Arguably, this resistance to the idea of hobbyism or amateurism seems snobbish. It seems to imply that all of those people growing prize-winning roses or carrying out conservation work in their spare time are doing something somehow less noble, less creative, than people who write poetry instead. It elevates poets to some higher plane, even above practitioners of other art forms that are carried out on a non-professional basis, like making music or painting.

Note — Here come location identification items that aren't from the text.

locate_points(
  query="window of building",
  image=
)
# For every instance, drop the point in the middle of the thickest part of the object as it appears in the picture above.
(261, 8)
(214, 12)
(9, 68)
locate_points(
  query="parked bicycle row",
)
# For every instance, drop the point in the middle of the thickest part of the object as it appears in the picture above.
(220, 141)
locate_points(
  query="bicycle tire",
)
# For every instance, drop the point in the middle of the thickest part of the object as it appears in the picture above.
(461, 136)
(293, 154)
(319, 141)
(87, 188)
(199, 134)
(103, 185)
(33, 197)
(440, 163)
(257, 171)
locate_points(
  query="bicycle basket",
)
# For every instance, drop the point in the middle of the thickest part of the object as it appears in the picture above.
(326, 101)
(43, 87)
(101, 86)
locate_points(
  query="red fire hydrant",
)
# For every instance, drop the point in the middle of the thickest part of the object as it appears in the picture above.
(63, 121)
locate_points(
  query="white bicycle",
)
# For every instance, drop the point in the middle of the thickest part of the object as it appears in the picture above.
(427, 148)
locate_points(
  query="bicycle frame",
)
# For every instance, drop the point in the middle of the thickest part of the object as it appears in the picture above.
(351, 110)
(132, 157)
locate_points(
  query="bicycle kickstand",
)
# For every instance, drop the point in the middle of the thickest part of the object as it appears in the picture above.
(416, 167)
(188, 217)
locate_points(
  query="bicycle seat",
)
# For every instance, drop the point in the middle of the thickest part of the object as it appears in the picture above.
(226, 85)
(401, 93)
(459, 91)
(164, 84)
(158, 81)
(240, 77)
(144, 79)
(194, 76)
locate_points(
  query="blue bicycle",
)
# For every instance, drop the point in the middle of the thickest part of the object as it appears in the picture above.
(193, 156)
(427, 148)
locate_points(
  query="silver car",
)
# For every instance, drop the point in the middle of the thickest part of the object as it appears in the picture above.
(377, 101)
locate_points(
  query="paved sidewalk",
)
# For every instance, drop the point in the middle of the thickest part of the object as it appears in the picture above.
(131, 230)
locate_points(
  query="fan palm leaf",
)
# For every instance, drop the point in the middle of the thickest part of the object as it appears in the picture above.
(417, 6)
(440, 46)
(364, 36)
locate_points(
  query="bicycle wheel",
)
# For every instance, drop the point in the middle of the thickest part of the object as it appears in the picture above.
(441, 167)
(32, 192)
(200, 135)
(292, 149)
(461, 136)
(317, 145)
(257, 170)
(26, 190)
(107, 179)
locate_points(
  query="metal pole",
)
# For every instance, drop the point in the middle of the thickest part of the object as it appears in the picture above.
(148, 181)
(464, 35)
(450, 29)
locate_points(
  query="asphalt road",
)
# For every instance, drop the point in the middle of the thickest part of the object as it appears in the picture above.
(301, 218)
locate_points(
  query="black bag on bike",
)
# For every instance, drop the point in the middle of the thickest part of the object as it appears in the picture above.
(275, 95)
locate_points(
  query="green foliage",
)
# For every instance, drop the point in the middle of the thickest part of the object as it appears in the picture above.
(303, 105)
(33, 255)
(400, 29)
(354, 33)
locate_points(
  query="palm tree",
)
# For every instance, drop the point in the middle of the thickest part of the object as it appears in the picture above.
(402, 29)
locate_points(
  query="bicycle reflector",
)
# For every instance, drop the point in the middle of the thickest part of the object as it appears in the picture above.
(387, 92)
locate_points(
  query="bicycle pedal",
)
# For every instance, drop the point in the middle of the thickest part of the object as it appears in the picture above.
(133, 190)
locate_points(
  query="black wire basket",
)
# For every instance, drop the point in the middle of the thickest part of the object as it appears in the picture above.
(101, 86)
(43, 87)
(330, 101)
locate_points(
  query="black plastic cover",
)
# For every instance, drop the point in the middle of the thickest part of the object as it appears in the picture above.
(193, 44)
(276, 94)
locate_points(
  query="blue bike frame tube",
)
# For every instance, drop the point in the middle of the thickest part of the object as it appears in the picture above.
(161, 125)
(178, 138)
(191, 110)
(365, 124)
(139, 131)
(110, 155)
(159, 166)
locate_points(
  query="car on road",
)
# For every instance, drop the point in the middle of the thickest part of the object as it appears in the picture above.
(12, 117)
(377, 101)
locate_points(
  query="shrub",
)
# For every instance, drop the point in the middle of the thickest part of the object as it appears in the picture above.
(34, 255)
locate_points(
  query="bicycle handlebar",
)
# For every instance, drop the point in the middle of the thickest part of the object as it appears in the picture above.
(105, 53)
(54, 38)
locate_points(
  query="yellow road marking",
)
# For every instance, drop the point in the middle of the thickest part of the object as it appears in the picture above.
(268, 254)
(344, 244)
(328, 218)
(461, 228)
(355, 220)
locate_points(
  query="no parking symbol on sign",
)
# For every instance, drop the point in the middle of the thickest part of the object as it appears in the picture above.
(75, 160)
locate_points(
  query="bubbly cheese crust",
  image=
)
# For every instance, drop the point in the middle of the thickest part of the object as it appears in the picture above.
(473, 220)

Then again, the term 'hobby' itself is inherently demeaning. Its origin is found in the Late Middle English word 'hobyn', referring to a robin, but then later applied to a small horse that could only be ridden for pleasure, as opposed to being economically productive as a beast of burden or a means of transport. By the 16th century, it was used to describe a child's toy horse. Is that what poets are doing? Footling around with childish things? Surely there is a strong implication here that doing grown-up things is about earning some money.
Jean Renoir on His Hobby Horse by Pierre-August Renoir
Metropolitan Museum

For me, the only way out of a defensive stance, which rejects the notion of poetry as 'hobby' while seeming to denigrate the (often very creative) things that other people do with their time, is to embrace the idea that poetry is, at least to some extent, an activity which, for most of its practitioners, exists outside an economic rationale.

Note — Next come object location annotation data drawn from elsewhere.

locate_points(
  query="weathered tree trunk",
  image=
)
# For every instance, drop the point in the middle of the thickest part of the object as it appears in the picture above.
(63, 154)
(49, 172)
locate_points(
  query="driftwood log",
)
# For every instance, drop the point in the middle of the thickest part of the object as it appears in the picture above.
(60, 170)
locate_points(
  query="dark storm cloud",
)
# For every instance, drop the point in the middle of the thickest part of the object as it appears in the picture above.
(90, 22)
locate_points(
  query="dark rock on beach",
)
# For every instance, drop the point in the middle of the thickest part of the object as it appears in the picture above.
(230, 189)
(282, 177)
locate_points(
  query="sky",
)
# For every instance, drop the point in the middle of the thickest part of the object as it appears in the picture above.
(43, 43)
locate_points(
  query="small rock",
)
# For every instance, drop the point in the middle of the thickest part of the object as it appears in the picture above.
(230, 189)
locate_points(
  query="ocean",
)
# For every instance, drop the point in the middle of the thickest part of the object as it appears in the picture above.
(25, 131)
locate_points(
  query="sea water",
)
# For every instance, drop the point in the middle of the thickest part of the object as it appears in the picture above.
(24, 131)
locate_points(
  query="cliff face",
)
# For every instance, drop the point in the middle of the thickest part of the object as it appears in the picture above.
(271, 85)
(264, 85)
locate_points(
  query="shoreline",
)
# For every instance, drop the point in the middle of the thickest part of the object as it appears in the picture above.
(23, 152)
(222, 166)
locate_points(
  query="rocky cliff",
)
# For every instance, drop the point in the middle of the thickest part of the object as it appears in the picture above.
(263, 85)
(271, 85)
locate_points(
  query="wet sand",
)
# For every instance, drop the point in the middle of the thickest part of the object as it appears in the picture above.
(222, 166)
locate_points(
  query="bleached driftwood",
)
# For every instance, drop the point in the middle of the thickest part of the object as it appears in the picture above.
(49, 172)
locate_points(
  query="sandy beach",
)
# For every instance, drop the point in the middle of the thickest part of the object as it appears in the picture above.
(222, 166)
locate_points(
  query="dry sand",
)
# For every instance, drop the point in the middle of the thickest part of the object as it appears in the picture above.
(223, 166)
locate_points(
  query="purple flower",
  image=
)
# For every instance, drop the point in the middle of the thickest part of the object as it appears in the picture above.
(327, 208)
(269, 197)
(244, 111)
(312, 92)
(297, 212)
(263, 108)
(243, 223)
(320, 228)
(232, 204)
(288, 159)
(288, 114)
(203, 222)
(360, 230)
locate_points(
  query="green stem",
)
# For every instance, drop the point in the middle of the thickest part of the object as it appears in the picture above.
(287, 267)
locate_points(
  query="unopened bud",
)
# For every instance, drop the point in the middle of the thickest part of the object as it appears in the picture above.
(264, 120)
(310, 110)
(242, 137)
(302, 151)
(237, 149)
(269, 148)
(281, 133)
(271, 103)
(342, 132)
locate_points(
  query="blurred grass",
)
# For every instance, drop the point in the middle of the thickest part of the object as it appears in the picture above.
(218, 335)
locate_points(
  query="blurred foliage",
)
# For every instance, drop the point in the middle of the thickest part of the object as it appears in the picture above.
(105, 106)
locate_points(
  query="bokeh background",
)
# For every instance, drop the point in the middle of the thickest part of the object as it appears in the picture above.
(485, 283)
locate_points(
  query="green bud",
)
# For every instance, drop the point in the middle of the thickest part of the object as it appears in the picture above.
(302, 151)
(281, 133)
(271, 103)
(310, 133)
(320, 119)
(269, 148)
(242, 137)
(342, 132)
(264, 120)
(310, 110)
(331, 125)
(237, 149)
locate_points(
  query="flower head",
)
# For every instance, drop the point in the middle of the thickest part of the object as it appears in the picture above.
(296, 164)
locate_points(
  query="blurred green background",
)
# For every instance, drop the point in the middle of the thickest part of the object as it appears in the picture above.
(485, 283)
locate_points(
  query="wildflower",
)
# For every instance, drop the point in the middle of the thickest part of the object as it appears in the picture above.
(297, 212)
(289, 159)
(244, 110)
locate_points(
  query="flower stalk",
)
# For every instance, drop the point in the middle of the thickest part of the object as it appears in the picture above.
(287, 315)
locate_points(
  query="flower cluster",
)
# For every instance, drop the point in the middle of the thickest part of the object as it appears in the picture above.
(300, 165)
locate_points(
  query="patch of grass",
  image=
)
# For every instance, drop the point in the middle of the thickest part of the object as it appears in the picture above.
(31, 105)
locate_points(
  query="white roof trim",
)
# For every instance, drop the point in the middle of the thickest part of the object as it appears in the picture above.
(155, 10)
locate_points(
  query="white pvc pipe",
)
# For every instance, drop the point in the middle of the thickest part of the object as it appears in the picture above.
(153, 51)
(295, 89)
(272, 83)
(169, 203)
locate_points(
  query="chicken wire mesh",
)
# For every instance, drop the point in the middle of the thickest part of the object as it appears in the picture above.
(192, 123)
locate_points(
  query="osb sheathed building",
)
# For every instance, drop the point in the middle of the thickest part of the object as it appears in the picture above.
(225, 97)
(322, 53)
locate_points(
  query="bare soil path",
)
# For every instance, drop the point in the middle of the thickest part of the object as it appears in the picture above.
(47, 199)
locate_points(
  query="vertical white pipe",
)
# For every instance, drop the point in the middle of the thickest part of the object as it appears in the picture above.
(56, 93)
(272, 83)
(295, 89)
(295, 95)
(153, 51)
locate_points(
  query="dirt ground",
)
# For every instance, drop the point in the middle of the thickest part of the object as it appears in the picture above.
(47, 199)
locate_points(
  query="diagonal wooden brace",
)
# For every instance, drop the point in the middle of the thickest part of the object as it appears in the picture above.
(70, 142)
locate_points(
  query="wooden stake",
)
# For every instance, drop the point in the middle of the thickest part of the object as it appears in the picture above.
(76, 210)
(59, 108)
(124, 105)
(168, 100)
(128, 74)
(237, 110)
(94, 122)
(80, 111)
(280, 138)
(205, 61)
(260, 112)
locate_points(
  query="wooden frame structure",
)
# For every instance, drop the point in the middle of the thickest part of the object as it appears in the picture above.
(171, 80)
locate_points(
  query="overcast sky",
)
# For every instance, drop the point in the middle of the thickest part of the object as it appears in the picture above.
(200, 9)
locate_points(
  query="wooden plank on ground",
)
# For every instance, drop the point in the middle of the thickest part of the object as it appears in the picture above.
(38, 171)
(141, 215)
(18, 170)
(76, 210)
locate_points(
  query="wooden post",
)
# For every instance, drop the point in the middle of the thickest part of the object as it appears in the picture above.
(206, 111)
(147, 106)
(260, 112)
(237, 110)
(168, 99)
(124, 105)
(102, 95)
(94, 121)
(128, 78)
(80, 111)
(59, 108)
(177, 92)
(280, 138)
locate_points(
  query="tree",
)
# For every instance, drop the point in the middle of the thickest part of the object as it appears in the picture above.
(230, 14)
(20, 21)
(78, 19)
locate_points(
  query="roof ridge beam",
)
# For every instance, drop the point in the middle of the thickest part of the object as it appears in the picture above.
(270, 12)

We have to ask very serious questions about a culture that has come to see the grown-up stuff as being about earning a living and anything else as childish mucking about. As the number of paid jobs in the Western world is likely to decline in the coming decades, the creation of identities in terms of what we get paid to do will increasingly come under threat. Poetry shows those of us who write it and don't earn our living from it that there are some things that human beings do that are valuable on their own terms, which have a 'use value' even if they don't necessarily have an 'exchange value', as Marx would have said. If that makes them 'just a hobby', then maybe it's time we embraced our amateur status. After all, an amateur is someone who does something for the love of it.


  1. Your comments are interesting, but I can't help feeling that you've misinterpreted the thrust of Watts' argument. As far as I can tell, Hollie McNish is making an excellent living (several collections with major publishers selling well, endorsements from the top poets and editors in the land, spots on radio shows, major awards, basically being accepted by the "establishment") by writing poetry that may stand up as "performance" work, but simply doesn't stand up on the page. Her work would never have been published by a top poetry publisher if it had been written by an unknown. It is not good enough and it's not even close. You could argue that "amateur" isn't the best word for Watts to have used, but it's clear to me that she is unhappy about the fact that mediocrity is being celebrated (and I happen to agree with her). Watts is not running down McNish because McNish is just doing this for the love of it and not benefiting in any other way. She's criticising McNish's work because it's mediocre work (at least by the standards of "page poetry", which is how it's now apparently supposed to be judged) which is being celebrated.

  2. Thanks for your comment, Clarissa. You've got me there. Yes, I'm making a point about something actually quite unrelated to what Watts was saying about Holly McNish, but desperately trying to make it sound topical by hanging it on the controversy over Watts' essay. And I nearly got away with it, too!

    1. I definitely and very much agree with you (assuming I am interpreting you correctly...) that there often seems to be a privileging of those who "earn a living" as poets (meaning they teach creative writing, run workshops, work for literary organisations etc...because virtually no one can earn a living only by selling poetry collections) over those who have other day jobs, and that annoys me a lot. It certainly has nothing to do with the quality of the work.